Mestre espiritual e artístico para uma geração mais jovem de artistas, o angolano Paulo Kapela nos deixou ontem. Ele se tornou um modelo por sua maneira não ortodoxa de viver, mas também por sua forma única de produção de arte por meio de combinações de objetos díspares para criar novos contextos. Dizem que seu ateliê é uma espécie de santuário preenchido com arranjos surreais de itens encontrados que combinam referências da filosofia Bantu, catolicismo, rastafarianismo e iconografias socialistas. Itens profanos, como anúncios, são colocados ao lado de objetos religiosos, como crucifixos e velas e as inúmeras colagens trazem retratos de personalidades do seu dia-a-dia, mas também políticos e pessoas da mídia internacional.
Ao reunir, num mesmo plano, objetos e imagens aparentemente díspares, as instalações de Kapela problematizam as definições de sagrado e profano, propondo um processo criativo que convoca, simbolicamente, uma dialética da ordem e do caos propondo a concepção de uma nova temporalidade e existência a esses fragmentos da realidade.
Em muitas dessas colagens, Kapela colocou um pequeno espelho na testa da pessoa retratada – uma referência às tradicionais esculturas Nkisi, típicas do Congo, que trazem um espelho na barriga para ativar o chamado “poder mágico”. Outra característica comum são os escritos que enquadram as colagens, mencionando seus colegas artistas, bem como outros elementos do universo pessoal de Kapela.
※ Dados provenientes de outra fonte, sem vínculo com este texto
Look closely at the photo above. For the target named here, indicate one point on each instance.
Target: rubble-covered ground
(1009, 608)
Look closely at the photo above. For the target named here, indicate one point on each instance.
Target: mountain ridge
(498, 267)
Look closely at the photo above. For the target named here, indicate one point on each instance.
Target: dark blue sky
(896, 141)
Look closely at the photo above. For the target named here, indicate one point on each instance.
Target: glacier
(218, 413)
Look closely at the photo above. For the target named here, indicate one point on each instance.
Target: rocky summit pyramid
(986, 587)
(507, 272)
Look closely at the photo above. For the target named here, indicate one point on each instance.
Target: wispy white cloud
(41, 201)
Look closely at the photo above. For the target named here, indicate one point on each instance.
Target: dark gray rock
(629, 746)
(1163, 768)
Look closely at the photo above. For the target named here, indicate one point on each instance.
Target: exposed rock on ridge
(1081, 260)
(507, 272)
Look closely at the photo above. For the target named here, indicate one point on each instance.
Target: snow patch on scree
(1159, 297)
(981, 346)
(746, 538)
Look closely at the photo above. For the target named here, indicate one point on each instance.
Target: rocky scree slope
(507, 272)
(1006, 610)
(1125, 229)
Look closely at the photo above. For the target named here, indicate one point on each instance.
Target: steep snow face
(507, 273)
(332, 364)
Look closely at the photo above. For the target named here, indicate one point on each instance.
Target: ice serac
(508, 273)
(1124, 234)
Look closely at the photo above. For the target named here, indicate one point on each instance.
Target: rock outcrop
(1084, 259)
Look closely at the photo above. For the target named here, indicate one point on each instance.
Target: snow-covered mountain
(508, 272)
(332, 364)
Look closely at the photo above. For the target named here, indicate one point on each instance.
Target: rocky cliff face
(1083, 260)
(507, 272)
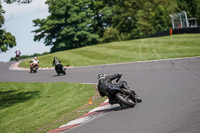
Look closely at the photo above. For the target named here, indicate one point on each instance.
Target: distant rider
(56, 62)
(106, 81)
(34, 61)
(58, 65)
(18, 53)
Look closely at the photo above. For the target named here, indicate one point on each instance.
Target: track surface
(170, 90)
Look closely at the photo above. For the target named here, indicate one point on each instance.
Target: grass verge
(176, 46)
(40, 107)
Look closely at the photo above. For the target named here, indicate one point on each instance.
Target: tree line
(77, 23)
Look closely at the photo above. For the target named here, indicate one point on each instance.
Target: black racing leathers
(104, 83)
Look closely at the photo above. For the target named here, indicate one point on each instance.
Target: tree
(7, 40)
(69, 25)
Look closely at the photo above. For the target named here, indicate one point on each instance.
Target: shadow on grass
(11, 97)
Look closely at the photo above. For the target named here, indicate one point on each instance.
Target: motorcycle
(17, 57)
(60, 69)
(34, 67)
(123, 96)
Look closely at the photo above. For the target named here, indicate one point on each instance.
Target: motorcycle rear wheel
(123, 99)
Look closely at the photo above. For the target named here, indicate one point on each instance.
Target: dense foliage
(7, 40)
(77, 23)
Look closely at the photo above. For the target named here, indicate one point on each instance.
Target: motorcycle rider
(33, 62)
(106, 80)
(57, 64)
(18, 53)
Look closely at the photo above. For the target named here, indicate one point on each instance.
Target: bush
(110, 35)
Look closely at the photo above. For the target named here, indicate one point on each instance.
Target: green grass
(186, 45)
(39, 107)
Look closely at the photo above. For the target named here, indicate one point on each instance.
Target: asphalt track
(170, 90)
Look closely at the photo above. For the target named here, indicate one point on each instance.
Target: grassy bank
(186, 45)
(39, 107)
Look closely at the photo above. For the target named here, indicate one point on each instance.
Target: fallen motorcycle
(123, 96)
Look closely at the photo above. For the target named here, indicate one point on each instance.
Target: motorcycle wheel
(123, 99)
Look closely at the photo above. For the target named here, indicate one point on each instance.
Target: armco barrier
(176, 31)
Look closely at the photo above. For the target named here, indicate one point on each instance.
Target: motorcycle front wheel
(124, 99)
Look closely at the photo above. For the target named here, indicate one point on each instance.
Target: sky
(18, 21)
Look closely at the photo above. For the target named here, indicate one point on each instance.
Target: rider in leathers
(106, 81)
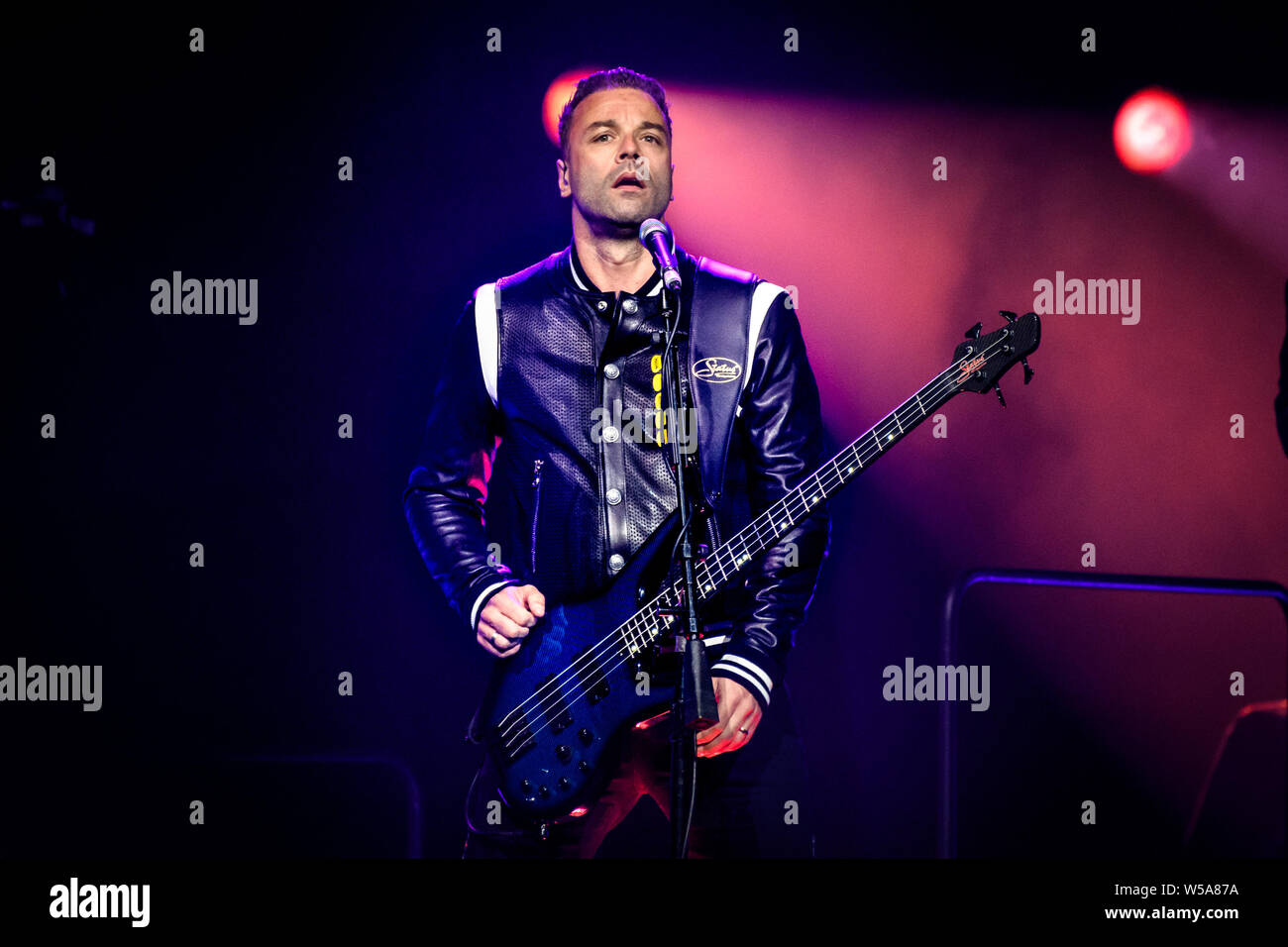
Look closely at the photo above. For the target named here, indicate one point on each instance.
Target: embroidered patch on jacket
(716, 369)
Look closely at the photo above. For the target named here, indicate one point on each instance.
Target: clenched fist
(506, 618)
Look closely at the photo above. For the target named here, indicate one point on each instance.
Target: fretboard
(713, 573)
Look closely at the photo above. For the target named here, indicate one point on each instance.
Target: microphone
(657, 237)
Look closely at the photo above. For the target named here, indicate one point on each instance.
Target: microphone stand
(695, 706)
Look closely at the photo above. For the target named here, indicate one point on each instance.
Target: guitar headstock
(982, 360)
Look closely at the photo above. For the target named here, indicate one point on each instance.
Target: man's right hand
(506, 618)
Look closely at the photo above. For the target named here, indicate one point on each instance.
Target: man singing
(528, 487)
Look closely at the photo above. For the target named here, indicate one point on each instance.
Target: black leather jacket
(519, 479)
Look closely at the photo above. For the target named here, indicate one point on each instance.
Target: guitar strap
(719, 325)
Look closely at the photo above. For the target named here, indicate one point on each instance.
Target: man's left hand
(739, 711)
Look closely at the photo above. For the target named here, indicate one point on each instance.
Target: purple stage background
(812, 169)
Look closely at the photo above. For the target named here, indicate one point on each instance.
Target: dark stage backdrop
(811, 167)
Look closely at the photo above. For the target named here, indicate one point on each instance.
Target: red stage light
(1151, 132)
(557, 97)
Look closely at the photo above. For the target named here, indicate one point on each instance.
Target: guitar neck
(713, 573)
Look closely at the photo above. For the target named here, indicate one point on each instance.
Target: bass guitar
(553, 716)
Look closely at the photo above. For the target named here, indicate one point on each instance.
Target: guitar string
(636, 631)
(831, 468)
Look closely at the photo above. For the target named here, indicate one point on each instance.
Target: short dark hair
(621, 77)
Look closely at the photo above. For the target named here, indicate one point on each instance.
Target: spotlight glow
(1151, 132)
(557, 97)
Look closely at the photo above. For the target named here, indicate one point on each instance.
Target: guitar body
(554, 715)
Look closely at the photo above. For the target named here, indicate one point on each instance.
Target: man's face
(616, 133)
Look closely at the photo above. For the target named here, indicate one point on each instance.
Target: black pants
(751, 802)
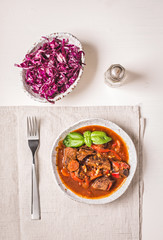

Kapela representou Angola na 52ª Bienal de Veneza, em 2007, e seu trabalho é considerado, por muitos, um ponto importante no contexto da reconciliação entre as culturas européia e africana, bem como uma lembrança de uma sociedade fragmentada e ferida após os anos de guerra. Toda sua produção artística conjuga o passado e o presente da sua vida pessoal e também de Angola. Ele é capaz de recriar histórias paralelas à oficial por meio de uma perspectiva única, combinando narrativas reais e fantásticas e, assim, relatar os pesadelos e utopias de Luanda. Rest in power.